When it's acceptable: for non-sensitive data, rapid prototyping, internal use cases with limited risk.

Private Cloud or Dedicated VPC

How it works: models run on a cloud instance dedicated to your company. Data doesn't leave your Virtual Private Cloud.

Pros: greater control, simpler compliance, separation from other customers' data. Cons: higher infrastructure costs, management complexity.

When it makes sense: for most enterprise projects with sensitive data. It's the most common compromise between security and practicality.

On-Premise

How it works: hardware and software in your physical facility. No data leaves the building.

Pros: maximum control, no cloud provider dependency, simplified compliance for ultra-regulated sectors. Cons: significant hardware costs, need for internal management expertise, more complex scaling.

When it makes sense: for sectors with extreme security requirements (defense, healthcare, critical infrastructure) or where regulation mandates it.

GRAL supports all three architectures. The choice depends on the client's context, not our preference.

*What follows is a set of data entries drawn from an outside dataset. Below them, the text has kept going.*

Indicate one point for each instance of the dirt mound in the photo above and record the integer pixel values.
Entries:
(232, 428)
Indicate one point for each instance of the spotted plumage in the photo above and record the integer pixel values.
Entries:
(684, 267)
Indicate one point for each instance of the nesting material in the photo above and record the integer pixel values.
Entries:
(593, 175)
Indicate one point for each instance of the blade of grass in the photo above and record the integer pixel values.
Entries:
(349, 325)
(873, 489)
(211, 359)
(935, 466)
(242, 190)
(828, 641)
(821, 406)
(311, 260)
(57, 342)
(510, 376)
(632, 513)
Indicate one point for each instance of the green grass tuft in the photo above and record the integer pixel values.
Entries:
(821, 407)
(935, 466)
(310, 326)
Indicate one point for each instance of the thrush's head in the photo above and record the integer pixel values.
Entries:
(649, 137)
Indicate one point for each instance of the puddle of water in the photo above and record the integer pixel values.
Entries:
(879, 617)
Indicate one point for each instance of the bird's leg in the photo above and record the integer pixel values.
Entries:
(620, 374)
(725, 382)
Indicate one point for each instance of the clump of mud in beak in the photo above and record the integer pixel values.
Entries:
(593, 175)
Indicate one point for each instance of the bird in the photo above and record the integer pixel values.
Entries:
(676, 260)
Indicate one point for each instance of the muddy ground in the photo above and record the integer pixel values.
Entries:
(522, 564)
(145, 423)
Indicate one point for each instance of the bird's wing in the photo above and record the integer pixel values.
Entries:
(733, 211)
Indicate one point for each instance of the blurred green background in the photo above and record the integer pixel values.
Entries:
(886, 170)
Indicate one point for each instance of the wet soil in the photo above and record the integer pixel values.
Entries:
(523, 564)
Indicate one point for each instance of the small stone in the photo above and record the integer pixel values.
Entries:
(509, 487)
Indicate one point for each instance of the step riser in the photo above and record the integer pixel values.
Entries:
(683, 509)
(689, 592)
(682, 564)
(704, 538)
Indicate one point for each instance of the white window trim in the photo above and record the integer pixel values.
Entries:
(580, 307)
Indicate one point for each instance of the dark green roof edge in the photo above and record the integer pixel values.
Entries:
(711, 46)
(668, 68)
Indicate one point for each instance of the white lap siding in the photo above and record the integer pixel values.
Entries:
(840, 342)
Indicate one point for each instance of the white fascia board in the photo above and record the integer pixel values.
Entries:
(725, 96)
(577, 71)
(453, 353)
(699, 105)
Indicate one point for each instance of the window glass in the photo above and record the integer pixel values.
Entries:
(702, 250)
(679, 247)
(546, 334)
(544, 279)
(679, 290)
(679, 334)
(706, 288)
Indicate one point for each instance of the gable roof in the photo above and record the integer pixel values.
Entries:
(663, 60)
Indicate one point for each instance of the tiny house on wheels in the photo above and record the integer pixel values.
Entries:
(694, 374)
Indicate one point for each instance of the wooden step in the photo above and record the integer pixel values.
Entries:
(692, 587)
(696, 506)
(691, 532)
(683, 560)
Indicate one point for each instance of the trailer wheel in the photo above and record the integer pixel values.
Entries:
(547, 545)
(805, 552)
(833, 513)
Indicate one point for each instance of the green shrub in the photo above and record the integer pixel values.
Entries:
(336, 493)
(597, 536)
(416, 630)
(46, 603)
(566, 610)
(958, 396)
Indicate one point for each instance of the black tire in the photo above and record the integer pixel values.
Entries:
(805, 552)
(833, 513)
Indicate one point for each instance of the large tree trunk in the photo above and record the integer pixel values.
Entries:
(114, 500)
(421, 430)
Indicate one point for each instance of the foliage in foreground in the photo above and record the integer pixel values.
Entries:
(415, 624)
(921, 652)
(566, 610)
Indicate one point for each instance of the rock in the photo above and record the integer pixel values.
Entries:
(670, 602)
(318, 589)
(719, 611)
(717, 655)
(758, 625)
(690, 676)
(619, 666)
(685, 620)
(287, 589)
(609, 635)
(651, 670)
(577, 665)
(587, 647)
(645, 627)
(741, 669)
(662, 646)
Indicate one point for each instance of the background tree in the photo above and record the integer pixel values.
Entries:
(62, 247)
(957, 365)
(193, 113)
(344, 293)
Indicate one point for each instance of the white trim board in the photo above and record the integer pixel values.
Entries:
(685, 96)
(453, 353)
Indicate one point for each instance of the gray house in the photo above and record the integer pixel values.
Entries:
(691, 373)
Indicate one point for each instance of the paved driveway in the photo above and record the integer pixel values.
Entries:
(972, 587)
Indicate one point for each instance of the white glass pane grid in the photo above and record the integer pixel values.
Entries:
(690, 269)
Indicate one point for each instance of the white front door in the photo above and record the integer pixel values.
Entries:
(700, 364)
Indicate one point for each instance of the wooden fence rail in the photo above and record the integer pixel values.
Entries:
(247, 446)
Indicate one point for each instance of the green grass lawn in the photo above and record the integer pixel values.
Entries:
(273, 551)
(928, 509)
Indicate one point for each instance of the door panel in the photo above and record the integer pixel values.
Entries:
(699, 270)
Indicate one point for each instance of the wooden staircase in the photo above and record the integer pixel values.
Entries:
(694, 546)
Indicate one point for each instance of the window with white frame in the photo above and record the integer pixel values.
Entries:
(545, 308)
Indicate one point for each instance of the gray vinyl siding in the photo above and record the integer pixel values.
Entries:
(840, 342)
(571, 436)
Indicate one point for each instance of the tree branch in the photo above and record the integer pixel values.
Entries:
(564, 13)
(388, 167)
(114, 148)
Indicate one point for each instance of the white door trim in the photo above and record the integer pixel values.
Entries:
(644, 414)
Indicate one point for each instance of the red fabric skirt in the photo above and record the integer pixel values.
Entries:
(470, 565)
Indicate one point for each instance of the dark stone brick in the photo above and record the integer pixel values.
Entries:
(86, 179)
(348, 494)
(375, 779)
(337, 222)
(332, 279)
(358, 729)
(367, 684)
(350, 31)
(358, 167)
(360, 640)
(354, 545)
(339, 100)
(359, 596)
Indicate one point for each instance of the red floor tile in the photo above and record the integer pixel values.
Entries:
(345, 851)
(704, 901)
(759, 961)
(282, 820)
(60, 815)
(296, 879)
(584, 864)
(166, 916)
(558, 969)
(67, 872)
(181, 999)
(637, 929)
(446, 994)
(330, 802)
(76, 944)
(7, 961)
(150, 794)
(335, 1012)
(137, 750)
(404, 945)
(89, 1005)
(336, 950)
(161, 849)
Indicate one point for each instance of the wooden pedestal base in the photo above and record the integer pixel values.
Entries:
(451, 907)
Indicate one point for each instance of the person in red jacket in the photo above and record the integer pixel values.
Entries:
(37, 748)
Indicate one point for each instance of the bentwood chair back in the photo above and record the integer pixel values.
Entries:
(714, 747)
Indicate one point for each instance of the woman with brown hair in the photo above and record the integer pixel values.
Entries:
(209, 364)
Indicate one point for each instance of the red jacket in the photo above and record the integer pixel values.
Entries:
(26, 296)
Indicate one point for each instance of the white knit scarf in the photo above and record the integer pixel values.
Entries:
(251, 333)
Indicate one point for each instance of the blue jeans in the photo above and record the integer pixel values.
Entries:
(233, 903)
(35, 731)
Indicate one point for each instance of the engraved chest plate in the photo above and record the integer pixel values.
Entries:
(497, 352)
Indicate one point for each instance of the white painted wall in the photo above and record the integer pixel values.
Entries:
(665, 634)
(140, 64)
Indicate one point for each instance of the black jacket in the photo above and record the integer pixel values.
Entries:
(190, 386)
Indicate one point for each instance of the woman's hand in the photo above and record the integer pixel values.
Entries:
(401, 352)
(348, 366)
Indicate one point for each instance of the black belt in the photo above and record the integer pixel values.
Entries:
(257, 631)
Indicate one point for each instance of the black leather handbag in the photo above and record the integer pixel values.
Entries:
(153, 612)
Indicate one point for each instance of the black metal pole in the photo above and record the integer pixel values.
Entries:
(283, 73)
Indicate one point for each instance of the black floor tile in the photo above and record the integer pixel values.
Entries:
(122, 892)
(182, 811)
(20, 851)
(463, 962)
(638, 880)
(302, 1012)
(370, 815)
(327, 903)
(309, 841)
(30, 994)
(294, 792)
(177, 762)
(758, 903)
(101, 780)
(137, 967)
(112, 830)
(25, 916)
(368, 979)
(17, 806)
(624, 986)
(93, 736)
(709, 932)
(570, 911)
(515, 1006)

The Pre-Project Security Checklist

Before starting any AI project that touches business data, GRAL recommends completing this checklist.

Data mapping:

  • What data will the AI system use?
  • Does it contain personal data (GDPR)?
  • What is the security classification of this data?
  • Where does it physically reside today?

Architecture:

  • Where will models run? (on-premise, private cloud, public cloud)
  • Will data travel in plaintext or encrypted?
  • Who will have access to the system? With what authorization levels?
  • How are access logs managed?

Compliance:

  • Is a DPIA needed?
  • Does the system fall under AI Act high-risk categories?
  • Has the company DPO been involved?
  • Are there sector-specific regulatory requirements?

Contractual:

  • Who owns the processed data?
  • Who owns the trained model?
  • What happens to data at contract end?
  • Do audit clauses exist?
  • What is the procedure in case of data breach?

Operational:

  • Who monitors system security in production?
  • What is the incident response plan?
  • How are security updates managed?
  • How frequently are security audits conducted?

The Cost of Non-Security

GDPR fines can reach 4% of global revenue. AI Act penalties will be even heavier for the most serious violations. But the real cost of a security incident isn't the fine — it's the loss of trust from customers, partners, and employees.

An Italian company that suffers a data breach related to an AI system doesn't just lose money. It loses credibility in a market where trust is everything.

Investing in security isn't a cost. It's the minimum condition for doing AI seriously. GRAL treats it as such in every project, because any AI system that isn't secure isn't an AI system worth building.